У Элизы с собой был только бабушкин рюкзак с одеждой, морскую раковину она завернула в старый свитер. Оставшись в комнате одна, Элиза упала на кровать и приложила раковину к уху. Она услышала далекий шум собственной крови. Где шумит кровь, там бабушка, думала Элиза. С закрытыми глазами она ясно видела ее перед собой: в широких юбках и с пенковой трубкой во рту. Затем она положила раковину под чердачное окошко, в маленький теплый прямоугольник света.


Каждый вечер Элиза проводила в кабинете господина Розенберга. Они сидели друг против друга, между ними стоял большой английский письменный стол, на котором лежал диктофон и ящичек с алфавитом. Каждая буква была выведена на отдельном деревянном кубике.

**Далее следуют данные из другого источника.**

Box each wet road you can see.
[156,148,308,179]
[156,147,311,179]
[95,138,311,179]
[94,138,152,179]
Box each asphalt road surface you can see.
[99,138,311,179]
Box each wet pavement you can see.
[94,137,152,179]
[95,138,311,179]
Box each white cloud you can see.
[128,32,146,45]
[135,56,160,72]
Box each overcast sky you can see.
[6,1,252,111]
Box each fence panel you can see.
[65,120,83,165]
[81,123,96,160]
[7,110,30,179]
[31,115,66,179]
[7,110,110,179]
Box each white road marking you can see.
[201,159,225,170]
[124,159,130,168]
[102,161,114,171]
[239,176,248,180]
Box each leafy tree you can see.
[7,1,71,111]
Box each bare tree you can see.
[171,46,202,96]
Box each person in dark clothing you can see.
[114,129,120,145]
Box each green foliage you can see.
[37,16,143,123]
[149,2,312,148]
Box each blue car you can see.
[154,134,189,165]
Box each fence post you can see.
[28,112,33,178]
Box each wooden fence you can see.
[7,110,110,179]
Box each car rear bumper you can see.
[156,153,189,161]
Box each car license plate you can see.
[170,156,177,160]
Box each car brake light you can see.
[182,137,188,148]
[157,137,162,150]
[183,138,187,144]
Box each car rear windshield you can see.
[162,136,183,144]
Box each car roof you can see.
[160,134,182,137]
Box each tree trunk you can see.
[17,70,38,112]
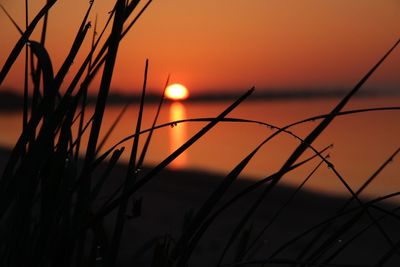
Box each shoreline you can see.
[0,148,400,267]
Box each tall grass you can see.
[0,0,400,267]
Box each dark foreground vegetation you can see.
[0,0,400,267]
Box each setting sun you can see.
[165,83,189,100]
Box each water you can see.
[0,97,400,199]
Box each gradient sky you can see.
[0,0,400,93]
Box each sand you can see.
[0,149,400,266]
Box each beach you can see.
[0,149,400,266]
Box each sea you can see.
[0,96,400,201]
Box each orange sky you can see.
[0,0,400,94]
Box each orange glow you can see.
[169,102,187,169]
[165,83,189,100]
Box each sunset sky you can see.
[0,0,400,94]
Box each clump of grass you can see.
[0,0,400,267]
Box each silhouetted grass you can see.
[0,0,400,267]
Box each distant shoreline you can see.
[0,88,400,112]
[0,147,398,267]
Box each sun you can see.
[165,83,189,100]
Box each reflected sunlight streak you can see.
[169,102,187,169]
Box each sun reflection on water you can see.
[169,102,187,169]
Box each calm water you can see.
[0,98,400,199]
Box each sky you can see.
[0,0,400,94]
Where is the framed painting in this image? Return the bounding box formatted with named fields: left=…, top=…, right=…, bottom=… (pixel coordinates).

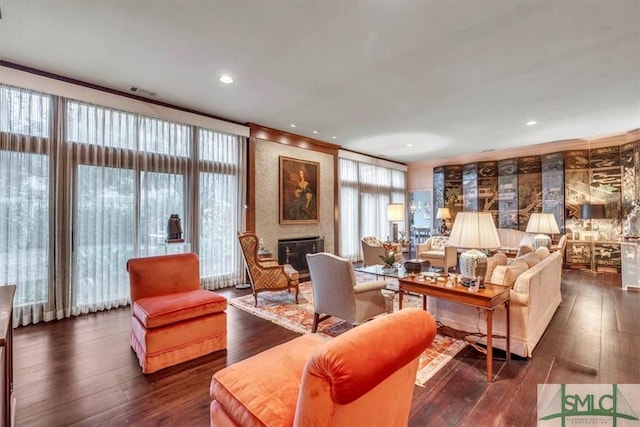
left=280, top=156, right=320, bottom=224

Элиза не решалась посмотреть в глаза господину Розенбергу, требовательно повернувшемуся к ней. Скрестив руки на груди и откинувшись на спинку стула, она смотрела мимо него в окно. Окно было приоткрыто, ветер ритмично раскачивал занавески, они то надувались, то снова собирались в складки. Элиза подсчитывала секунды между отдельными порывами ветра. В это время голос господина Розенберга разносился по кабинету, он вещал с обычной, уже хорошо знакомой Элизе мягкой настойчивостью, с какой спасатели обращаются к жертвам несчастного случая. Элиза еще ни разу на него не отреагировала. Говорить – это было не для нее. Какие-то люди обмениваются словами, чтобы заслужить ответную улыбку, и некоторые фразы, словно в погоне, несутся друг за другом, будто желая прогнать собеседника прочь. Но, по сути, было совершенно безразлично, что, когда и как говорить. – Элиза видела в этом игру, при помощи которой люди убивали время. Люди жонглировали словами как стеклянными шарами, и если шары вдруг падали и разбивались, им вдогонку бросали новые – и ничего не менялось. Элиза молчала; она была горда собой, если целый день могла обойтись без единого слова. С бабушкой ведь тоже никто не разговаривал. Жители деревни погружались в каменное молчание, как только она приближалась к ним, но стоило Августе свернуть в улочку, ведущую к амбару, и скрыться из глаз, они тотчас открывали рты и принимались злословить о ней. Элиза была уверена, что бабушка умерла из-за этого. Никто из деревни не пришел на ее похороны, и перед могилой Августы пастор сам себе проговорил необходимые слова, сожалея, что в такой чудесный весенний день приходилось кого-то хоронить. Земля, которую сыпали на гроб, твердо и глухо стучала по дереву. Элиза все время смотрела на вырытую могилу, на гроб в ней, и в какой-то момент ей захотелось попросить могильщиков, чтобы они наконец остановились.


– Элиза, – произнес господин Розенберг, и еще раз погромче: – Элиза! – Его голос прозвучал резко. Он оперся обеими руками о край стола.

– Ты слишком много мечтаешь, – сказал он с упреком, словно желая напомнить ей о строгом запрете.

Господин Розенберг сложил из кубиков имя Элизы. Он вынул из ящика кубики с буквами ее имени и выложил их на середину стола, один за другим, будто построил стену.

– Можешь произнести это слово? Элиза покачала головой и посмотрела в окно. За окном смеркалось. Занавески уже не двигались. Господин Розенберг поднялся и указал рукой на дверь, давая понять, что занятие окончено.


Однажды утром Элиза спустилась с чердака раньше обычного. Розенберги еще спали, только в кухне горел свет. Там уже орудовала Юлия, она готовила завтрак. С заспанно-смущенным видом Элиза подошла к Юлии и протянула ей окровавленную простыню. В школе Элиза часто слышала, как девочки говорили об этом событии, и та, с которой оно происходило, с гордостью сообщала о нем другим. Существовала негласная граница между теми девочками, у кого это уже было, – они делились этим между собой как одной общей тайной – и теми, у кого этого еще не было и кто в глазах посвященных был всего лишь младенцем, достойным снисходительной улыбки. Если какая-нибудь девочка утверждала, что у нее это началось, старшие отводили ее на перемене в туалет, там нужно было привести доказательства. Одну девочку сильно побили за то, что она попыталась симулировать и нарисовала себе на трусиках красные пятна.